Chaque gentilhomme a le droit de donner sa voix dans l’élection d’un roi, et de pouvoir l’être lui-même. Ce plus beau des droits est joint au plus grand des abus : le trône est presque toujours à l’enchère ; et comme un Polonais est rarement assez riche pour l’acheter, il a été vendu souvent aux étrangers. La noblesse et le clergé défendent leur liberté contre leur roi, et l’ôtent au reste de la nation. Tout le peuple y est esclave, tant la destinée des hommes est que le plus grand nombre soit partout, de façon ou d’autre, subjugué par le plus petit ! Là le paysan ne sème point pour lui, mais pour des seigneurs à qui lui, son champ et le travail de ses mains appartiennent, et qui peuvent le vendre et l’égorger avec le bétail de la terre. Tout ce qui est gentilhomme ne dépend que de soi. Il faut, pour le juger dans une affaire criminelle, une assemblée entière de la nation : il ne peut être arrêté qu’après avoir été condamné ; ainsi il n’est presque jamais puni. Il y en a beaucoup de pauvres ; ceux-là se mettent au service des plus puissants, en reçoivent un salaire, font les fonctions les plus basses. Ils aiment mieux servir leurs égaux que de s’enrichir par le commerce ; et, en pansant les chevaux de leurs maîtres, ils se donnent le titre d’électeurs des rois et de destructeurs des tyrans[29].

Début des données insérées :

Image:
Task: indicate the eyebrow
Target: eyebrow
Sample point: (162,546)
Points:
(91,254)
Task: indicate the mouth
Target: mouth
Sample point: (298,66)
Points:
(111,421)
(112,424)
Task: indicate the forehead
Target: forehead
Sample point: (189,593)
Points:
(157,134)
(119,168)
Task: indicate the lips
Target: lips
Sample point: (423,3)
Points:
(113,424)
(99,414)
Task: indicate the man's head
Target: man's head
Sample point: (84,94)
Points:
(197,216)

Qui verrait un roi de Pologne dans la pompe de sa majesté royale le croirait le prince le plus absolu de l’Europe ; c’est cependant celui qui l’est le moins. Les Polonais font réellement avec lui ce contrat qu’on suppose chez d’autres nations entre le souverain et les sujets. Le roi de Pologne, à son sacre même, et en jurant les pacta conventa, dispense ses sujets du serment d’obéissance en cas qu’il viole les lois de la république.

Il nomme à toutes les charges, et confère tous les honneurs. Rien n’est héréditaire en Pologne que les terres et le rang de noble. Le fils d’un palatin et celui du roi n’ont nul droit aux dignités de leur père ; mais il y a cette grande différence entre le roi et la république, qu’il ne peut ôter aucune charge après l’avoir donnée, et que la république a le droit de lui ôter la couronne s’il transgressait les lois de l’État.

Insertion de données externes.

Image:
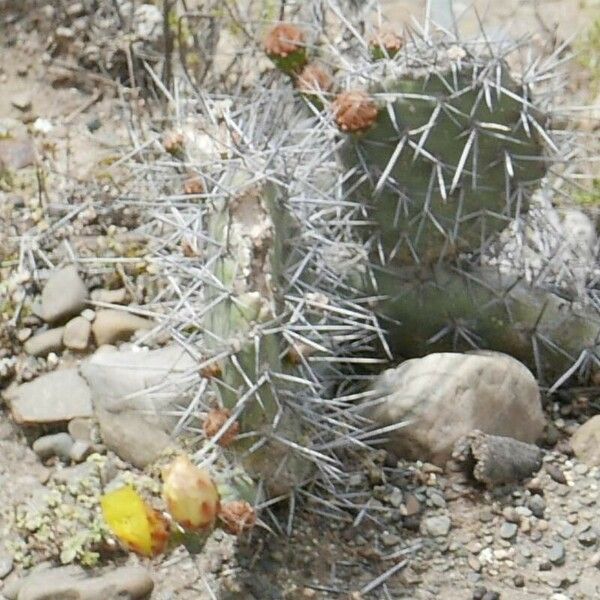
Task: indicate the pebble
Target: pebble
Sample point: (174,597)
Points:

La noblesse, jalouse de sa liberté, vend souvent ses suffrages et rarement ses affections. À peine ont-ils élu un roi, qu’ils craignent son ambition, et lui opposent leurs cabales. Les grands qu’il a faits, et qu’il ne peut défaire, deviennent souvent ses ennemis, au lieu de rester ses créatures. Ceux qui sont attachés à la cour sont l’objet de la haine du reste de la noblesse : ce qui forme toujours deux partis ; division inévitable, et même nécessaire, dans des pays où l’on veut avoir des rois et conserver sa liberté.

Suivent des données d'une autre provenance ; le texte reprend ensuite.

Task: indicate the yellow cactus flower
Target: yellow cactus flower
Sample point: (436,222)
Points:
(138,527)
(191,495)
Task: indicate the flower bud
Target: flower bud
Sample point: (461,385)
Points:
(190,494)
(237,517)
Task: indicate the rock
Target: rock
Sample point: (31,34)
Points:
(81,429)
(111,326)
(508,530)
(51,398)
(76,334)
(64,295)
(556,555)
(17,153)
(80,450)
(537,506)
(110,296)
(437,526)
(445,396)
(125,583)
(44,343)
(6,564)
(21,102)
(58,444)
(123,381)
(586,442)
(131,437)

Ce qui concerne la nation est réglé dans les états généraux qu’on appelle diètes. Ces états sont composés du corps du sénat et de plusieurs gentilshommes ; les sénateurs sont les palatins et les évêques ; le second ordre est composé des députés des diètes particulières de chaque palatinat. À ces grandes assemblées préside l’archevêque de Gnesne, primat de Pologne, vicaire du royaume dans les interrègnes, et la première personne de l’État après le roi. Rarement y a-t-il en Pologne un autre cardinal que lui, parce que la pourpre romaine ne donnant aucune préséance dans le sénat, un évêque qui serait cardinal serait obligé ou de s’asseoir à son rang de sénateur, ou de renoncer aux droits solides de la dignité qu’il a dans sa patrie pour soutenir les prétentions d’un honneur étranger.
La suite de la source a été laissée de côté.